The prairie town where Carl was born and reared was in the land of Lincoln. It held memories of Lincoln, of the Lincoln-Douglas debates at Knox College, of the underground railway there that operated before and during the Civil War. It had honored the Civil War nurse, Mother Bickerstaff, with a statue. So it was natural that Carl should become interested in writing a biography of Lincoln. He knew that there was no good biography of him available that would appeal to children and this was what he intended to write. But he became so immersed in the book that it developed into a two-volume biography for adults, The Prairie Years. With the four succeeding volumes, The War Years, it eventually won the Pulitzer Prize for history. After its publication the publishers edited the special version of The Prairie Years for younger readers which appears in this volume. By an odd quirk of circumstance a book intended for children became a book for adults and then in turn became a book for children, Abe Lincoln Grows Up.

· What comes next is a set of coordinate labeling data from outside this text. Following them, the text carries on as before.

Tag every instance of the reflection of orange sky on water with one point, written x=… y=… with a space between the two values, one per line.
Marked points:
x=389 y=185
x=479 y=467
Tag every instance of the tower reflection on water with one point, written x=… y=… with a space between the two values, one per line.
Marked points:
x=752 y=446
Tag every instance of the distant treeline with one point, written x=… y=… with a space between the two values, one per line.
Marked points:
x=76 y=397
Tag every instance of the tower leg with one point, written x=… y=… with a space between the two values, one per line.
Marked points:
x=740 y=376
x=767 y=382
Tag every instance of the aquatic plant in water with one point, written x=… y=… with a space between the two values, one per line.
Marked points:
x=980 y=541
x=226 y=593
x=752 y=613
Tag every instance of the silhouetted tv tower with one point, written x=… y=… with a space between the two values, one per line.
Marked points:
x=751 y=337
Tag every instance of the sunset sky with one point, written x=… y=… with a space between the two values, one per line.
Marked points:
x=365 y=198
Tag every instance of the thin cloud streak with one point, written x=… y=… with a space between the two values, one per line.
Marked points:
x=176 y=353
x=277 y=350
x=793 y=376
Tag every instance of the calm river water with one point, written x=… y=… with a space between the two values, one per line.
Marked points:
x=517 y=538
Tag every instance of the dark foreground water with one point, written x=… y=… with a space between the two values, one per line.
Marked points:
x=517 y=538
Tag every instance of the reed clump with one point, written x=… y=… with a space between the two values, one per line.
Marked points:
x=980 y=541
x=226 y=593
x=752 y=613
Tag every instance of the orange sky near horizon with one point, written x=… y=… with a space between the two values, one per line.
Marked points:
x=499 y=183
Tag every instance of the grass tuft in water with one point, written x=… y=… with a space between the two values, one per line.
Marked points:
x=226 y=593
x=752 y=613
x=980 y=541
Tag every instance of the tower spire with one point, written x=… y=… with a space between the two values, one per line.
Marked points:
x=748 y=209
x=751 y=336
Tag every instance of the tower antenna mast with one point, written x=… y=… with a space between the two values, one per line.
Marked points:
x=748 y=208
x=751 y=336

Later, when he wrote his autobiography, Always the Young Strangers, he thought that children would be interested in what boyhood was like in the Middle West at the close of the nineteenth century. Prairie-Town Boy, which appears in this volume, is Carls own story, edited for young readers.
Carl loved children, and they in turn were charmed by him. He enjoyed writing for them because he felt that their response to poetry and ideas was honest and direct. He wanted to open their minds to the possibilities that existed beyond their experience.
The wonder and enchantment that Carl created for our children with his stories and poems enriched their lives and the lives of our grandchildren. I hope that all of the children who read these stories and poems will experience some of that pleasure and I hope that some of them will be lucky enough to find an older person who will share it with them as we did.
Rootabaga Stories
To Spink and Skabootch
Three Stories About the Finding of the Zigzag Railroad, the Pigs with Bibs On, the Circus Clown Ovens, the Village of Liver-and-Onions, the Village of Cream Puffs
PEOPLE: | Gimme the Ax |
Please Gimme |
Ax Me No Questions |
The ticket agent |
Wing Tip the Spick |
The four uncles |
The rat in a blizzard |
The five rusty rats |
MORE PEOPLE: | Balloon pickers |
Baked clowns |
Polka-dot pigs |
HOW THEY BROKE AWAY TO GO TO THE ROOTABAGA COUNTRY
GIMME THE AX lived in a house where everything is the same as it always was.
The chimney sits on top of the house and lets the smoke out, said Gimme the Ax. The doorknobs open the doors. The windows are always either open or shut. We are always either upstairs or downstairs in this house. Everything is the same as it always was.
So he decided to let his children name themselves.
The first words they speak as soon as they learn to make words shall be their names, he said. They shall name themselves.
When the first boy came to the house of Gimme the Ax, he was named Please Gimme. When the first girl came, she was named Ax Me No Questions.
And both of the children had the shadows of valleys by night in their eyes and the lights of early morning, when the sun is coming up, on their foreheads.
And the hair on top of their heads was a dark wild grass. And they loved to turn the doorknobs, open the doors, and run out to have the wind comb their hair and touch their eyes and put its six soft fingers on their foreheads.
And then because no more boys came and no more girls came, Gimme the Ax said to himself, My first boy is my last and my last girl is my first, and they picked their names themselves.